On Friday, a group known as the Tesla Science Center at Wardenclyffe, formerly known as Friends of Science East, purchased 16 acres on eastern Long Island to create a Tesla museum and science center. Matt Inman, creator of the Web cartoon The Oatmeal, encouraged his readers to contribute to the non-profit’s purchase, calling its goal, “a simple feat… only expensive.” Inman set out to raise $850,000, but ended up raising close to $1.4 million for the establishment of what will be America’s first museum dedicated to scientist Nikola Tesla.
The New York Times reports that Inman’s fundraiser saw donations from residents of over 100 different countries. Inman donated the proceeds of the fundraiser to the nonprofit, which purchased the Long Island property from the Agfa Corporation. The corporation used the land from 1969 to 1992, but decided to put it up for sale in 2009.

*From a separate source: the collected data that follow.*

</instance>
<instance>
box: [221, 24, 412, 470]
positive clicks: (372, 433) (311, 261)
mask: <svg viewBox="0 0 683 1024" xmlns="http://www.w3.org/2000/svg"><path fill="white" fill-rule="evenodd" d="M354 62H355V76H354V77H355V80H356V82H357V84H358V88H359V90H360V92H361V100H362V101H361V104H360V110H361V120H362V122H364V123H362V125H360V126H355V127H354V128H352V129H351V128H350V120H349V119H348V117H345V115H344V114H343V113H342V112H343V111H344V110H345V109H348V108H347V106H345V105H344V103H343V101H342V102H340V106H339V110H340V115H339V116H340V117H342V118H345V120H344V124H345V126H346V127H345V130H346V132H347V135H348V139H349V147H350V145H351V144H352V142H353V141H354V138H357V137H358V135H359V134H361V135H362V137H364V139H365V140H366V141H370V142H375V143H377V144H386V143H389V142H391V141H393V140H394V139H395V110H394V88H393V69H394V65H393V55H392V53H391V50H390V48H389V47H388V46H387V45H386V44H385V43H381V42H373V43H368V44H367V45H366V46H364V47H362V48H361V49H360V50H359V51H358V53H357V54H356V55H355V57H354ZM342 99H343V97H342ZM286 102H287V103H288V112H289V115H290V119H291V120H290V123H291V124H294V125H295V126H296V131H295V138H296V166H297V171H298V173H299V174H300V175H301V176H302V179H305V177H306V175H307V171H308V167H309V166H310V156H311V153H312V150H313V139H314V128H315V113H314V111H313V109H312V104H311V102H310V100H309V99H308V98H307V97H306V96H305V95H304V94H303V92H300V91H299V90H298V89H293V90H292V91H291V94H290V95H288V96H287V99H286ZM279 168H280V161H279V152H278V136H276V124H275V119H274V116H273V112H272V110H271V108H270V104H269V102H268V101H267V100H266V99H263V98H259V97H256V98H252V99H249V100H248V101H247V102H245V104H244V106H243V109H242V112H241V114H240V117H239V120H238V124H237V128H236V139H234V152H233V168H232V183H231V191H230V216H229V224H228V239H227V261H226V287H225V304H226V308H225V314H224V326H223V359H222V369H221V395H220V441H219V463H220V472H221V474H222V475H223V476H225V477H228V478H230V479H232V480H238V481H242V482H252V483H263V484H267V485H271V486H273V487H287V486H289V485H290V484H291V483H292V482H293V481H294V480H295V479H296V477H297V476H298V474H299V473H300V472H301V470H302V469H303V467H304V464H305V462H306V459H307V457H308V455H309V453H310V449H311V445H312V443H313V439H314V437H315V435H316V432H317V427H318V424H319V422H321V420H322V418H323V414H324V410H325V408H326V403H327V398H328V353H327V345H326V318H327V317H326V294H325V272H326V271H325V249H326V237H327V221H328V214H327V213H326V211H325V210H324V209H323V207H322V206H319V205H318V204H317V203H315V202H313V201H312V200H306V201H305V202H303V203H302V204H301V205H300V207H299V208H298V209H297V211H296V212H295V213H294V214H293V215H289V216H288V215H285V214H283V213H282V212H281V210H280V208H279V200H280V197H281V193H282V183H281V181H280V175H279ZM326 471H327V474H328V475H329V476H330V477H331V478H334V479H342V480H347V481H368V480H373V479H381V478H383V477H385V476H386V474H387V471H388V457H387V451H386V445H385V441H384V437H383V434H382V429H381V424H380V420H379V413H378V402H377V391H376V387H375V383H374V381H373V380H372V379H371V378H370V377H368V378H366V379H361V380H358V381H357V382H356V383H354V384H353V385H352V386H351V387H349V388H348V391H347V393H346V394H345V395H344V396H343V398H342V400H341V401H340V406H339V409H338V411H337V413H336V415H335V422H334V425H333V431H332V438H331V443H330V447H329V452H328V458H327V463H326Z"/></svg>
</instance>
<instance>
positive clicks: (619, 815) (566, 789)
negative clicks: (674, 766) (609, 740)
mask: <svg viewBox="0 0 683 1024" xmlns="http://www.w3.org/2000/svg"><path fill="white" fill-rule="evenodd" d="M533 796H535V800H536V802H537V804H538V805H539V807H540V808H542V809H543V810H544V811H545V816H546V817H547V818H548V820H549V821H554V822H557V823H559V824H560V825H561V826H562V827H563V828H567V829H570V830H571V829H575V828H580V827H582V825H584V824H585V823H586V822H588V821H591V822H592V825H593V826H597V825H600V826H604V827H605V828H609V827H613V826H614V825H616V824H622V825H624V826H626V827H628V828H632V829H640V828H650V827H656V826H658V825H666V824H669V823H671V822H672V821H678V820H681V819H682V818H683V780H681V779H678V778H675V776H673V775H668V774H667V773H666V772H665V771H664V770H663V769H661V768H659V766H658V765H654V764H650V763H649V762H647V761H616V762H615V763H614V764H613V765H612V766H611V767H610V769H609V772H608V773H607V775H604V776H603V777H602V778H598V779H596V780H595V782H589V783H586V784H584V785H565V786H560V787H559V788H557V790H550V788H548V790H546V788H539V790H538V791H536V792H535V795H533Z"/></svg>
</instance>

Ars noted at the beginning of Inman’s fundraiser in August that Wardenclyffe, as Tesla called his estate, was originally intended to be, “a vector for trans-Atlantic wireless communications, broadcasting, and wireless power. The site consisted of an (incomplete) 18-story-high transmission tower that topped off a laboratory surrounded by 16 acres of land in Shoreham, Long Island in 1903. By 1917, Tesla had sold the site for $20,000 to pay bills at the Waldorf. That same year, the transmission tower was blown up by the buyers and sold for scrap.”
Now that papers have been signed for the purchase of Wardenclyffe, the ruins of Tesla’s brilliant scientific career will be dusted off and presented to people who’ve admired the scientist’s work for decades.